The spinning-circles picture came first

In the second century, Claudius Ptolemy faced a problem. The planets did not move in clean circles around the Earth. Mars, in particular, would sometimes slow, stop, and loop backwards against the stars before resuming — retrograde motion. Ptolemy's fix, inherited from Apollonius and Hipparchus, was to put a planet not on a circle but on a small circle (an epicycle) whose centre rode around a larger circle (the deferent). One wheel on another. When the predictions still drifted, medieval astronomers added more epicycles — a wheel on a wheel on a wheel — tuning each one's size and speed until the model matched the sky.
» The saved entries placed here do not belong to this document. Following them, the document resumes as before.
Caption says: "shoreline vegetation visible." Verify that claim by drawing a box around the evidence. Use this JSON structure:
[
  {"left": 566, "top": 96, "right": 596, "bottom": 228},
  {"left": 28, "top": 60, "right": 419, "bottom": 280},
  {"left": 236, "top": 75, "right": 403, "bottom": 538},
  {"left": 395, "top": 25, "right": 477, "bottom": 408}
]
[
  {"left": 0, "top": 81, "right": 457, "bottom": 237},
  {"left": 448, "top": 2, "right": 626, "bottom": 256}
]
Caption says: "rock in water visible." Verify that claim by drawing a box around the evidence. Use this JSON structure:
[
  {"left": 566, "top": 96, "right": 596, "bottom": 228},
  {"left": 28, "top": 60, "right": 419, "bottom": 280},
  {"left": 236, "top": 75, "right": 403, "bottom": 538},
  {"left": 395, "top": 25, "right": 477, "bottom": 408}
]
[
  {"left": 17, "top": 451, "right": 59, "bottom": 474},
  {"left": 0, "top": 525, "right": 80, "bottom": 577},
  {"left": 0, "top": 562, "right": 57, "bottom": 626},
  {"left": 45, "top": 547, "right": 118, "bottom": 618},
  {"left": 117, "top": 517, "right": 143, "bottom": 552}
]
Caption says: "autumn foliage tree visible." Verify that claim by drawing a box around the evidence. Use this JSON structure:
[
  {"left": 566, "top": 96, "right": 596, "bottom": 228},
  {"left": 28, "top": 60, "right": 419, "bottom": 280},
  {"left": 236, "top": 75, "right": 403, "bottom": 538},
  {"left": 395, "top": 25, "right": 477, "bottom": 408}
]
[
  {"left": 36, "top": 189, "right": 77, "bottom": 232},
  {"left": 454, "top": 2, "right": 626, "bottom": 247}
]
History remembers this as a cautionary tale: a baroque, wrong theory propped up with ever more epicycles until Kepler swept it away with ellipses. The lesson, supposedly, is that adding parameters to save a bad model is a sin. That lesson is real, but it buries something remarkable. The astronomers had discovered, empirically and centuries early, that a sum of circular motions can approximate any repeating path to arbitrary accuracy. They were not wrong about the mathematics. They were wrong about the physics. The wheels were never in the sky — but the wheels can draw the sky's apparent motion as precisely as you like, and that is a theorem, not a coincidence.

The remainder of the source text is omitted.